Poster des reprises sur YouTube a été un moyen d’expression très précieux à nos débuts. Nous vivions dans l’ouest de Sydney et il n'y avait pas beaucoup d'opportunités sur la scène musicale. À l'époque, YouTube explosait et cela nous a vraiment permis d'être vus et entendus dans le monde entier. Mais lorsque nous avons commencé à présenter des compositions originales, les gens ont semblé les aimer encore plus que nos reprises. C'était un vrai défi de transformer une communauté d’internautes en fans capables de venir à un concert et d’acheter un album. 

 

Quels sont les groupes qui vous ont inspiré ? 

 

En Australie, il y a une scène rock très développée, avec AC/DC, Jet, INXS… J’ai grandi en les écoutant.
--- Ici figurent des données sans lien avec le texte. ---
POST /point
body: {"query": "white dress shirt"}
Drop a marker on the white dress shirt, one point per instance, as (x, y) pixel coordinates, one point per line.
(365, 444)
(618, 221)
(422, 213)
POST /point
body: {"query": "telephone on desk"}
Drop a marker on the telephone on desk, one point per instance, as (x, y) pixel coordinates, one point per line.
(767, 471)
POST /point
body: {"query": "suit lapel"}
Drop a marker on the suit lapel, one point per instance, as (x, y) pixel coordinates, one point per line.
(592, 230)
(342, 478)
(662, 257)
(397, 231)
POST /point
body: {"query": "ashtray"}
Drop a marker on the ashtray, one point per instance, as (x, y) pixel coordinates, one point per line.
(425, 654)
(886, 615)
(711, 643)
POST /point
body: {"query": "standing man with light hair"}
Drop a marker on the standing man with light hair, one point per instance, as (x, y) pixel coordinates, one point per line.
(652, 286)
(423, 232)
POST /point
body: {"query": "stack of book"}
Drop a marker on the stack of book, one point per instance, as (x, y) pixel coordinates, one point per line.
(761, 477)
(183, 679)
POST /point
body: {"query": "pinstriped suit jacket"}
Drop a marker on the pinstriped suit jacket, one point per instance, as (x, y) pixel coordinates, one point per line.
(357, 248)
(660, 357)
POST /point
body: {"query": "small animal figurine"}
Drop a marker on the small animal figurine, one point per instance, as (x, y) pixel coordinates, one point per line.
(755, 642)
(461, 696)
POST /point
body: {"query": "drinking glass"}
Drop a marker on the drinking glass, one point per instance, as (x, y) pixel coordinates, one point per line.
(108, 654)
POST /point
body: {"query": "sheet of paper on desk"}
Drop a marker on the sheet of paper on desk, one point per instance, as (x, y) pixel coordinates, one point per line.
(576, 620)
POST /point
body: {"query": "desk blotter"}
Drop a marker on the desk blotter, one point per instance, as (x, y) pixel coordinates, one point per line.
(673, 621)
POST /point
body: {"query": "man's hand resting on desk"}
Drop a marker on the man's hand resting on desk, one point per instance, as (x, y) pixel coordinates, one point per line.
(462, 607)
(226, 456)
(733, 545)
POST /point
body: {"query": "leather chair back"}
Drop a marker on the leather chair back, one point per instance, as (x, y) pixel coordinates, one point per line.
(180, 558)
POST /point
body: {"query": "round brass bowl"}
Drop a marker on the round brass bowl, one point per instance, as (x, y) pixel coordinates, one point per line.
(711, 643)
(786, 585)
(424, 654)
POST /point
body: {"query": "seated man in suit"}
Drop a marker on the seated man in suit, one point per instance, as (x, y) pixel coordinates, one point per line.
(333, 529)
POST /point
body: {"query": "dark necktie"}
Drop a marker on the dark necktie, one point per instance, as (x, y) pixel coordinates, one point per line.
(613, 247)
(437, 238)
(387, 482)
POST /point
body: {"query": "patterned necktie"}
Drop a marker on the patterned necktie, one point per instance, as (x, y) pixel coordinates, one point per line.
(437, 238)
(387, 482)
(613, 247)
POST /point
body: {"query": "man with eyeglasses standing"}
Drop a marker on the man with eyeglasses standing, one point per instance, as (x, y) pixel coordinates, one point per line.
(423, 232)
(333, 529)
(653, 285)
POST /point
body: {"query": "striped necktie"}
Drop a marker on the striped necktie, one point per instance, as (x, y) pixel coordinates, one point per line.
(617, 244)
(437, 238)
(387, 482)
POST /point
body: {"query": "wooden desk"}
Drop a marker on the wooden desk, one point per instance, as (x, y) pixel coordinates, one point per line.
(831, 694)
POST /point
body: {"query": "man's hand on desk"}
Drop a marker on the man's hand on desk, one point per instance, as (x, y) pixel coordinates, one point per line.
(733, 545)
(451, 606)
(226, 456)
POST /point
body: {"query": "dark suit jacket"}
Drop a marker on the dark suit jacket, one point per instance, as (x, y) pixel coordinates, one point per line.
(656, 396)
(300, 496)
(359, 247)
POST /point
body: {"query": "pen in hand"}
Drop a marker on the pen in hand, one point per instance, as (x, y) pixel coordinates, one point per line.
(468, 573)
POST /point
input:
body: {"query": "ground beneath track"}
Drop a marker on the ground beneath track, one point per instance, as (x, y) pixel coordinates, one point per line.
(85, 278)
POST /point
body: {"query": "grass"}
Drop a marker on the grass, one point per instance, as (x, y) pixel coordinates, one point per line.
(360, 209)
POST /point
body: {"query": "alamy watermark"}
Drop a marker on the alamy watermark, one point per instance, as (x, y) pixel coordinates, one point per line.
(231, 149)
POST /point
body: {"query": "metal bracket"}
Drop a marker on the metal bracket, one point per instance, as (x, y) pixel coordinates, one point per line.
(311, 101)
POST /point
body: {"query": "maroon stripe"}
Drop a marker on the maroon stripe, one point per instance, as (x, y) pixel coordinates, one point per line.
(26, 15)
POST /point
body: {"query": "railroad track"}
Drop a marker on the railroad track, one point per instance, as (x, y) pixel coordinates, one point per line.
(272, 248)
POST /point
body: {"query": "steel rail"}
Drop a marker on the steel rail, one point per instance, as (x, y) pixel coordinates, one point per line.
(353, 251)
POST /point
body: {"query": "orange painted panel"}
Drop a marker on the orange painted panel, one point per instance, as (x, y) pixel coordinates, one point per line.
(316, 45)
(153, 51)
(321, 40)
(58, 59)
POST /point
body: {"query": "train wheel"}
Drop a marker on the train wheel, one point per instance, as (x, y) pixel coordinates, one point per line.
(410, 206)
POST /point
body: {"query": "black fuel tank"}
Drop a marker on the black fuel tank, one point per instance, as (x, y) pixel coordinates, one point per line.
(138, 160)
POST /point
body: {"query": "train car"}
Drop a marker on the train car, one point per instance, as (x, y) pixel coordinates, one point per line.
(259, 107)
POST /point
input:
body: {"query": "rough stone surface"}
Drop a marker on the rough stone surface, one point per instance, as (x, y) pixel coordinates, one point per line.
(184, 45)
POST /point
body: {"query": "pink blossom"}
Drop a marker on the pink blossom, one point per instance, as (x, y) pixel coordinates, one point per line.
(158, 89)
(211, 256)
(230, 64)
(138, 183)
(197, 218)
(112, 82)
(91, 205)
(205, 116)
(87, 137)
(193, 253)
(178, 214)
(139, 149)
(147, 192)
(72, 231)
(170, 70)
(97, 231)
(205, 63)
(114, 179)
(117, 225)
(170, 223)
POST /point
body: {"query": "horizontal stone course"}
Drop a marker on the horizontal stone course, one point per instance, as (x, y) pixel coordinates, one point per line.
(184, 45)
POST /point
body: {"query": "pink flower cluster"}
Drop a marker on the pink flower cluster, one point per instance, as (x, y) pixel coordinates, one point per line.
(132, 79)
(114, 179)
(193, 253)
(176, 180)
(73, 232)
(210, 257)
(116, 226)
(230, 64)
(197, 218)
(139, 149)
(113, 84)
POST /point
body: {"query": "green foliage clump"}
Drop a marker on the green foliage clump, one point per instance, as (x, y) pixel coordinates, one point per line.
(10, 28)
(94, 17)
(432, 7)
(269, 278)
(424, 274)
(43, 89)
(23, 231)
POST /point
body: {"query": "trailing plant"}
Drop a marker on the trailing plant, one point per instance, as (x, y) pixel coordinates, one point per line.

Et puis, je me suis tourné vers des musiques plus pop- punk comme Green Day. Au fil du temps, nous avons commencé à être influencés par des artistes new wave comme Depeche Mode, The Cure & Nine Inch Nails. 

 

Votre dernier single Easier parle des relations toxiques. S’agit-il d’une expérience personnelle ?

 

Le plus bel aspect d’une chanson est justement le fait que chacun puisse l’interpréter comme il le souhaite. C’est pour cette raison que je n’aime pas dire exactement d’où viennent ces inspirations. Cela dit, je vais être honnête finalement, chaque chanson que j'ai écrite pour cet album est liée à une experience personelle.

 

En France, nous avons une vision assez réductrice de l’Australie : du soleil, du surf et des animaux mortels... Quel est l’état de la scène musicale de Sydney ?

 

Nous avons grandi dans l’ouest de Sydney, qui semblait avoir une scène musicale très différente de ce qui est stéréotypé comme étant “Australien”. Il y avait une grande scène metal et rock. Quelque chose de très différentes des musiques de plage. En vieillissant, je commence à réellement apprécier l’Australie, et ce pays me manque de plus en plus alors que n’importe quel groupe issu d’une petite ville cherche justement à en sortir.

 

Vous étiez à Paris pour la Fashion Week masculine. Est-ce un véritable rendez-vous ?

 

Quand j’étais plus jeune, j’avais peur de tenter de nouvelles choses ou de porter quelque chose de “différent”", mais maintenant je me sens assez confiant et libéré pour porter des paillettes, du vernis à ongles ou me maquiller. Et puis, pour un groupe comme le notre, il est impensable de manquer la Fashion Week…

 

Avec quel artiste auriez-vous rêvé de collaborer ?

 

Le regretté Michael Hutchence [le chanteur et leader du groupe INXS].